In November 1955, newly purchased heavy equipment was frozen and lost during an unusually cold spell. Stressed because of the loss, Rogers suffered a fatal heart attack at the refuge boat dock on Dec. 5. The logging operation ceased as of that date, but the Rogers’ estate later removed timber under the terms of the five-year land-for-timber exchange agreement between the two parties. During the summer of 1956 timber was cut and sold. The sale came to 17 log rafts shipped to the Weyerhaeuser Company.

Following the Columbus Day storm of 1962, a salvage program of blown-down federal and private timber was begun. It was at this time that a ferry system was started to transport equipment and trucks. In 1983 a land-for-timber exchange with Weyerhaeuser Company gave the refuge ownership of more than 1,600 acres of land, including the 119-acre old-growth western cedar grove. In the following two years, funds were appropriated by Congress to purchase another 155 acres of the ancient cedar grove. From 1984 to 1986 approximately 880 acres of timber were logged on the island. Since then there has been no logging on the island. The ferry line was removed in the 1990s.

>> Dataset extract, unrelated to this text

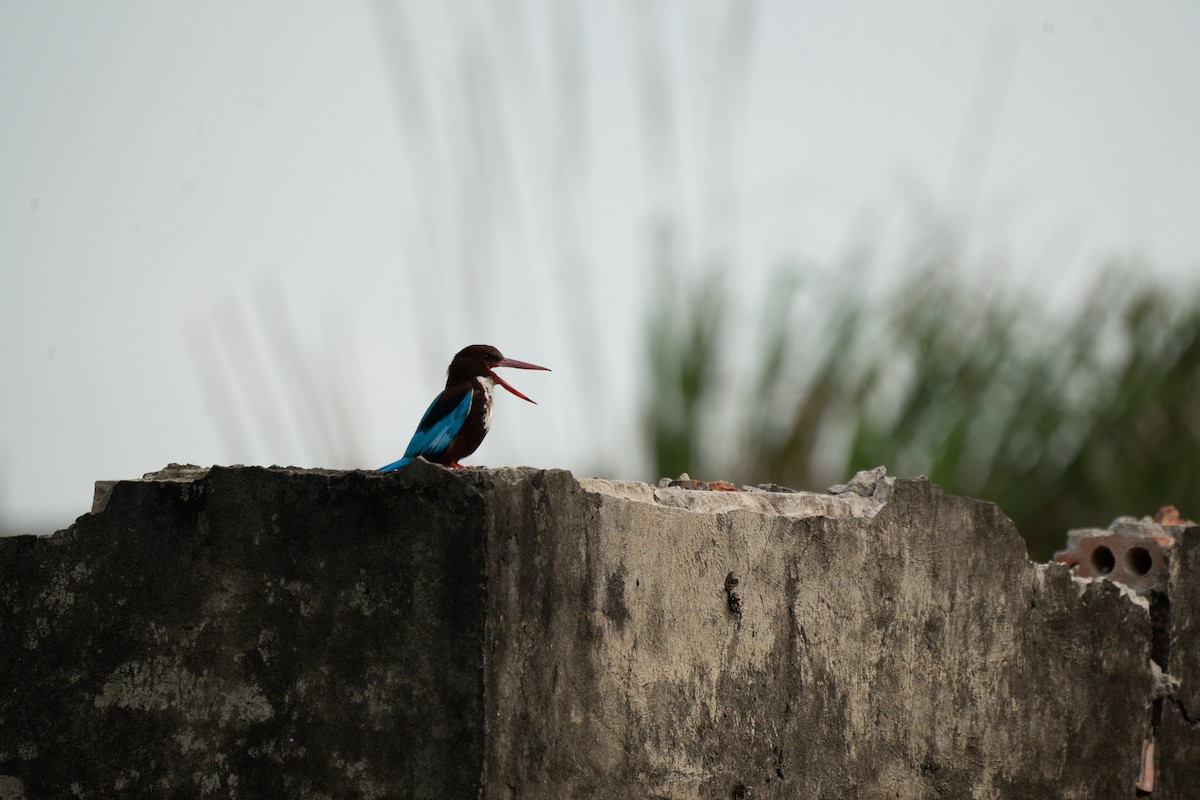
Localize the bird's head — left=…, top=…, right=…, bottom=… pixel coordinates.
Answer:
left=446, top=344, right=550, bottom=405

Presently, the 274-acre ancient cedar grove is one of the last remnants of the coastal forest once common in southwestern Washington state. The island’s moist climate and its location has protected the centuries-old cedar trees from forest fires, as well as clear-cut logging. Growing among the big cedars are many western hemlock.

Towboats

From the turn of the 20th century there were several towing companies working the south end of Willapa Bay, including the Naselle and Nemah rivers. In the 1920s and 1930s, Carl Gylling owned and operated the Nemah Towboat Company (as part of Hart-Wood of Raymond). Later, Denzel Schultz skippered the towboat Nemah. (The Schultz family also operated the Schultz ranch on the Nemah and the Nemah Dairy of Raymond).

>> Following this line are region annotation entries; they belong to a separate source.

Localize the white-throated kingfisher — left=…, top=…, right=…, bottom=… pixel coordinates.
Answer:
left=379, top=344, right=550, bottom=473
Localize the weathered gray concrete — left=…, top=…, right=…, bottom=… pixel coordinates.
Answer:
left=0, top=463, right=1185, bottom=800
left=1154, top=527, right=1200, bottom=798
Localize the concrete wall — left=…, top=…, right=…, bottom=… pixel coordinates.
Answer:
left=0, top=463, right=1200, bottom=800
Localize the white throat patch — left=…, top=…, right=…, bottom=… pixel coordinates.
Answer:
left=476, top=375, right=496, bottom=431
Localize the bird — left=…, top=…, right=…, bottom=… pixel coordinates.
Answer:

John Whitcomb also worked the area. Whitcomb sold the Transit to Stanley Nielsen. Later, Nielsen joined with Ed Triplett in the 1940s to form the Willapa Harbor Towboat and Dredging Company. At that time the new company had two boats — the Transit and Triplett’s Standard. Within a few years there were three more boats added to the roster — the Fearless, which the men purchased from Harry Nielsen (Stanley’s father); the Daring, purchased from Olympic Hardwood; and the Sunbury, which they acquired from the Hubble Towboat Company. The 53-foot Sunbury had originally been the steam-powered Agnes, owned by the Coulter Towing Company 25 years earlier. As Ed Triplett recalls, the Sunbury was the most powerful of the five boats, “It had a big ‘jimmy.’”

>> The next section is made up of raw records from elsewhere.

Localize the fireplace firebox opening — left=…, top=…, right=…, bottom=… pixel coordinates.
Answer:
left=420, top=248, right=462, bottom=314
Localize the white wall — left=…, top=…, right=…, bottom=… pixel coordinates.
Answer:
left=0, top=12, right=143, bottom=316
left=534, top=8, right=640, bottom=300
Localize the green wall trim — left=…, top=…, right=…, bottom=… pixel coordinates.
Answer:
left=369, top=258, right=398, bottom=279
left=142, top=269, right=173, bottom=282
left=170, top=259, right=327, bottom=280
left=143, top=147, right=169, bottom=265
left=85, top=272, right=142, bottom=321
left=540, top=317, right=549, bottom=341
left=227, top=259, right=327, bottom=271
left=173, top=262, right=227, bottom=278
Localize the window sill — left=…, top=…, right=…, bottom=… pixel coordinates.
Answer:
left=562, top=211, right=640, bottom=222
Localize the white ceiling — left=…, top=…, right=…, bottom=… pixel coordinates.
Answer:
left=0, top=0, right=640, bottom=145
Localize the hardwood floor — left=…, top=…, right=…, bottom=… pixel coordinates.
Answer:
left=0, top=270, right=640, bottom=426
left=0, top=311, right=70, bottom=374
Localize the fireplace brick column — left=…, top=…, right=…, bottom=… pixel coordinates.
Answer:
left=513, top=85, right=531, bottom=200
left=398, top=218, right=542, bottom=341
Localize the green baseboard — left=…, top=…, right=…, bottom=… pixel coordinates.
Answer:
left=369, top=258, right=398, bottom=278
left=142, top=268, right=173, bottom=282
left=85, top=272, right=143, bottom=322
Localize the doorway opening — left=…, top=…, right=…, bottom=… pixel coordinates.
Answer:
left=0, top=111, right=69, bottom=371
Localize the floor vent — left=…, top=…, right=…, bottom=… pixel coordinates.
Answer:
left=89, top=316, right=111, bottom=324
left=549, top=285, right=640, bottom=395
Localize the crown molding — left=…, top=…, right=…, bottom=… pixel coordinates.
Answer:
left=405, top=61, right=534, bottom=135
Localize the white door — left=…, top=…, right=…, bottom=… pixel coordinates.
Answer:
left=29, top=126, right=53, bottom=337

After buying out Stanley Nielsen around 1980, Triplett expanded his business to include hauling gravel out of Long Island, similar to the 1920s operation of Herb Nelson. Triplett used a clamshell shovel and barges to haul gravel from the High Point area to Nahcotta. Most of the Peninsula’s Sandridge Road was constructed with Long Island gravel hauled by Ed Triplett’s company. Ed laughs when he recalls the gravel operation. “Yeah, we found a lot of real good little-neck clams over there, too.”

The towing is now gone — and the boats were either scuttled or sold to Puget Sound boat enthusiasts. One remain as of 2003 — the Dan Louderback-built Daring, alongside the Herrold family dock at Cougar Bend. The Sunbury was “junked out,” as was the Standard, but the Fearless and Transit still live, on Puget Sound.